By Shreya Gupta
In this paper, Robson studies the feminist responses to HPV vaccine in India and the UK. The HPV virus, transmitted through sexual contact, can cause cancer of vagina, anus, penis, throat, neck, head and cervix. The vaccine is gendered in its use. It is advertised as a preventive for women cervical cancer only. This gendered use, as Robson mentions, emphasizes on women as protectors of sexual health. The governments and pharmaceutical companies promote this view – linking sexually transmitted viruses and the sexual behavior of women only.
Robson locates the HPV vaccine in the long history of struggle for women’s reproductive health and rights. In the paper, she historically contextualizes the respective feminist responses to HPV so as to assert the geographical and ideological variability of these responses. The UK response has been pro-vaccine, while Indian feminist groups have sought a ban on the HPV vaccine.
In the Indian context, Robson brings to light the issues of gender, class and caste in the study and use of the HPV vaccine. The research study of Gadrasil medicine was conducted on boarding school girls who were SC/ST/Muslim/OBCs in Andhra Pradesh and Gujarat 2009-10. This led us to a discussion on the ethical procedures of vaccine testing, the social background of the girls put under this study and the harmful effects of this vaccine. The social backgrounds of the boarding school (tribal) girls show us how they become a testing ground for pharmaceutical companies as they cater to the middle classes – those who can afford the vaccine; hence the Indian feminist groups’ campaign against the vaccine.
The Indian feminist groups Sama and Saheli also seek a ban on this vaccine as its efficacy is not fully established. They question the necessity of this vaccine when India has such poor primary healthcare infrastructure.
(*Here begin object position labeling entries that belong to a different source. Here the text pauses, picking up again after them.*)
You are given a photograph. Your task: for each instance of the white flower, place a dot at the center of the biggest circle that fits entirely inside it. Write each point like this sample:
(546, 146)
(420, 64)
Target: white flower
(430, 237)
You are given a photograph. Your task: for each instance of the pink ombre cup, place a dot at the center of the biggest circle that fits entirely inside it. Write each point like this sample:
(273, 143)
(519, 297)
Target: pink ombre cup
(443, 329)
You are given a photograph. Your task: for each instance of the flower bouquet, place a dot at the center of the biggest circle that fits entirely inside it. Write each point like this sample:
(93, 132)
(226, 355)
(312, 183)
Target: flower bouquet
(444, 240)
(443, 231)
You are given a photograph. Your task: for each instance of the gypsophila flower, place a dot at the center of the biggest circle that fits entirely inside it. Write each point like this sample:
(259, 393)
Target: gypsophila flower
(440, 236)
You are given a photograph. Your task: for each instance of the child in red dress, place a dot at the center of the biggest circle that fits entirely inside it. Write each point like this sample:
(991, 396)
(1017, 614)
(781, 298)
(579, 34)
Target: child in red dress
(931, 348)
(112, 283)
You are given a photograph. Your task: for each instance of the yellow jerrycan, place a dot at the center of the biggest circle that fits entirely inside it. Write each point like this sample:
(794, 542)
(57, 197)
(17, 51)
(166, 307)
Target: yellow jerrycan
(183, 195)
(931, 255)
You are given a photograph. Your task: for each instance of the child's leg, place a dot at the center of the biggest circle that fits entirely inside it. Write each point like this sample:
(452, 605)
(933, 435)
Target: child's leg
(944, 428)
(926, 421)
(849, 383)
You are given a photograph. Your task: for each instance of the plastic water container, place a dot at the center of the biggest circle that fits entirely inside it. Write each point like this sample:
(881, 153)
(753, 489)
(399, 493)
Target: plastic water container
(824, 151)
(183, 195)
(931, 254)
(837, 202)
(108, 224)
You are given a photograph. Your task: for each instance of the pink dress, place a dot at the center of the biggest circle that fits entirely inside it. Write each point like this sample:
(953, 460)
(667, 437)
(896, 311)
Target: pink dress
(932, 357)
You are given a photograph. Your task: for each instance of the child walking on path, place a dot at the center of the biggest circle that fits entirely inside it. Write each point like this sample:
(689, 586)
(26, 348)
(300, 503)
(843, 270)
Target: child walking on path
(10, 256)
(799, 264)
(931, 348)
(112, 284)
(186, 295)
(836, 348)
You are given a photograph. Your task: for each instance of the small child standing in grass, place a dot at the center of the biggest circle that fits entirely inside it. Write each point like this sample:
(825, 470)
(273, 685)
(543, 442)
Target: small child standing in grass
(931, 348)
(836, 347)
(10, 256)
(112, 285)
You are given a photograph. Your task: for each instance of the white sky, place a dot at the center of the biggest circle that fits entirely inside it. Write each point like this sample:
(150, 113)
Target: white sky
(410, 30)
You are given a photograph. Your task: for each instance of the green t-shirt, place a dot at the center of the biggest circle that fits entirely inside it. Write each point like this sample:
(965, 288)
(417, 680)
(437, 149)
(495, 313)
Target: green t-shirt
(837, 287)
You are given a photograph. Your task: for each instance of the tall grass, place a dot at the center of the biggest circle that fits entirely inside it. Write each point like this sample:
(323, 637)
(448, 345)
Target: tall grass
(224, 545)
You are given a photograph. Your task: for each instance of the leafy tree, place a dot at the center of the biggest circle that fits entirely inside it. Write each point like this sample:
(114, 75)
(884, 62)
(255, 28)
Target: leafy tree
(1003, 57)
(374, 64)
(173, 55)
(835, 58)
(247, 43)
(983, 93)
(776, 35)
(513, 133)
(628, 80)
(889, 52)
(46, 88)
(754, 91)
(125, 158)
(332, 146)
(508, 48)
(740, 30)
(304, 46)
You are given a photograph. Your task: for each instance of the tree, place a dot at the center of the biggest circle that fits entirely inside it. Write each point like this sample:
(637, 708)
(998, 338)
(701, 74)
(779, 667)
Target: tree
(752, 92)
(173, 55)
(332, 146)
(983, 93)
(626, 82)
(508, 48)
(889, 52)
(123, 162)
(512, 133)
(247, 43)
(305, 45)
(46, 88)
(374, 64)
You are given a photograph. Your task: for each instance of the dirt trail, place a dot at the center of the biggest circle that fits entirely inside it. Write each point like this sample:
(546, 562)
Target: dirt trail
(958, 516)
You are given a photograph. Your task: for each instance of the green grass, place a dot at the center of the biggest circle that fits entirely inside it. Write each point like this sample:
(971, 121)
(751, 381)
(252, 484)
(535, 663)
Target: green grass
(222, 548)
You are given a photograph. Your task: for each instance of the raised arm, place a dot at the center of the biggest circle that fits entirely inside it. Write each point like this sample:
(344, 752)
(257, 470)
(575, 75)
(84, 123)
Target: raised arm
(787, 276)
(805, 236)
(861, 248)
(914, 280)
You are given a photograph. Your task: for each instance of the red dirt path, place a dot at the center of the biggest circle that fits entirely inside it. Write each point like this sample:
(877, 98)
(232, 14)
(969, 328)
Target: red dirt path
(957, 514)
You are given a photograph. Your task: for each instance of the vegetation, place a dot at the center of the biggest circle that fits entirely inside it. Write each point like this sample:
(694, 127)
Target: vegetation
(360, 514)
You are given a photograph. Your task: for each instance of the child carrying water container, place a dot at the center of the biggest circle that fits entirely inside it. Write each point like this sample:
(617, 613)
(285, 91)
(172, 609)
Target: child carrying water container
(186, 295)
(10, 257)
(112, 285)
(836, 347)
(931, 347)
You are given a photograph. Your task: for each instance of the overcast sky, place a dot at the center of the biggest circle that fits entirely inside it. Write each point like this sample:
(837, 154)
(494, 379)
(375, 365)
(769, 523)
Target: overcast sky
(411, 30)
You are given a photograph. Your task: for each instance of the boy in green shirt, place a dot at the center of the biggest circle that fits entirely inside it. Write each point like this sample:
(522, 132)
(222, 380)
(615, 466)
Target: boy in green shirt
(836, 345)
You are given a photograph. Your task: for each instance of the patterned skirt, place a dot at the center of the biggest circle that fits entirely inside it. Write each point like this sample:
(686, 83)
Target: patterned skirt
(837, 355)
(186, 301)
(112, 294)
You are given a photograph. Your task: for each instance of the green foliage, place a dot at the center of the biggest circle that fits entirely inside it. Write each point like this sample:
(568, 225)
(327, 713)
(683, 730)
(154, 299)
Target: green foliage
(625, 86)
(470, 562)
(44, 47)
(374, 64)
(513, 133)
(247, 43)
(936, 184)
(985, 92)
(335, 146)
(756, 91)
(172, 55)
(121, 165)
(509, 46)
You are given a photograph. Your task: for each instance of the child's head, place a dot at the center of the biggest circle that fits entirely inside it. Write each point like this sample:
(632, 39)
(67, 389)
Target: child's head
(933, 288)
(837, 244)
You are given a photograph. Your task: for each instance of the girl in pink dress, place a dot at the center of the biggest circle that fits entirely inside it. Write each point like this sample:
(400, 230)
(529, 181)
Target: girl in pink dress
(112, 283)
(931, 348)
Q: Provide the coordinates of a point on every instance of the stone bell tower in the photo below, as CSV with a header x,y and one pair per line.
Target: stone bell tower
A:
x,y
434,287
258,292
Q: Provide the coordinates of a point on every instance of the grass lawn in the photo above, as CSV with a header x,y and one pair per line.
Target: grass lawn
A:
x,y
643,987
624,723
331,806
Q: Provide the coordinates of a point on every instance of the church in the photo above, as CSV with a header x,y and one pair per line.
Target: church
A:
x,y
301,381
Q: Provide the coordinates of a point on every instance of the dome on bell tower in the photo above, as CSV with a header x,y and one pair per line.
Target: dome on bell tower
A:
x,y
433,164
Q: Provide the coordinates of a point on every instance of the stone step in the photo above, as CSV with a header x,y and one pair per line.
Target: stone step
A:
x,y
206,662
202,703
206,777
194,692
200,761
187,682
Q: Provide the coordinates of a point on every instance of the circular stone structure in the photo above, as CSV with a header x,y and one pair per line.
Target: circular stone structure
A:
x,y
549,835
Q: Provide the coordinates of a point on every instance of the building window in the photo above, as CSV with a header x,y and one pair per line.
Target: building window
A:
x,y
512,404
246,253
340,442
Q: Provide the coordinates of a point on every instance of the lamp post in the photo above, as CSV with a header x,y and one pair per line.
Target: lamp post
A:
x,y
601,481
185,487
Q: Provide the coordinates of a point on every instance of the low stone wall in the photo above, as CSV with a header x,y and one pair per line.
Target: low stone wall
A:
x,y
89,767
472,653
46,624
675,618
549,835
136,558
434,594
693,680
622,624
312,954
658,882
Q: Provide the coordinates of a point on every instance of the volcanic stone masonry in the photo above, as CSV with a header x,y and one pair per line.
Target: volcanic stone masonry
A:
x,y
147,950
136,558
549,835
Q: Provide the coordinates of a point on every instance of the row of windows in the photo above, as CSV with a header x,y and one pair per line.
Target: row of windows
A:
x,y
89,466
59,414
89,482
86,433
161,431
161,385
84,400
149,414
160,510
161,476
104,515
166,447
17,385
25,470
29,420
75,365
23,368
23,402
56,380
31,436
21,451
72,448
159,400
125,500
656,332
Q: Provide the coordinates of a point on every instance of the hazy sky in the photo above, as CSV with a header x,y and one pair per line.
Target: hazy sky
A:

In Dec’09 press release ‘Why women’s group oppose HPV vaccines’, Sama and Saheli also bring to light the deaths of some girls which followed after the vaccine study. However, it is difficult to claim any connection between the deaths and the vaccine. With India’s huge population, pharmaceutical companies find this a fertile ground to experiment and sell their products.
In the UK, the vaccine is promoted as a cancer prevention strategy rather than HPV as a sexually transmitted virus. The target groups are the middle classes. The conservative government tends to take the line abstinence-as-prevention. Right wing groups even try to stop women outside abortion clinics.
In the UK, the HPV vaccine was introduced in 2007 as part of the National Health Service child vaccination programme for girls. The Cambridge University Students’ Union Women’s Society even ran a campaign to encourage wider implementation of the vaccine and promoting the use of Gardasil rather than Cervarix. (Gardasil targets more HPV strands than Cervarix).
Hence we see how the UK response has been largely pro-vaccine while the Indian feminist groups have sought to ban the same vaccine because of unethical testing procedures and its uncertain harmful effects. With such variety and variance in responses to the HPV vaccine, Robson ends her paper by asking how western feminism and global south feminisms may come together as feminist health activists to ensure a joint struggle for women’s reproductive rights.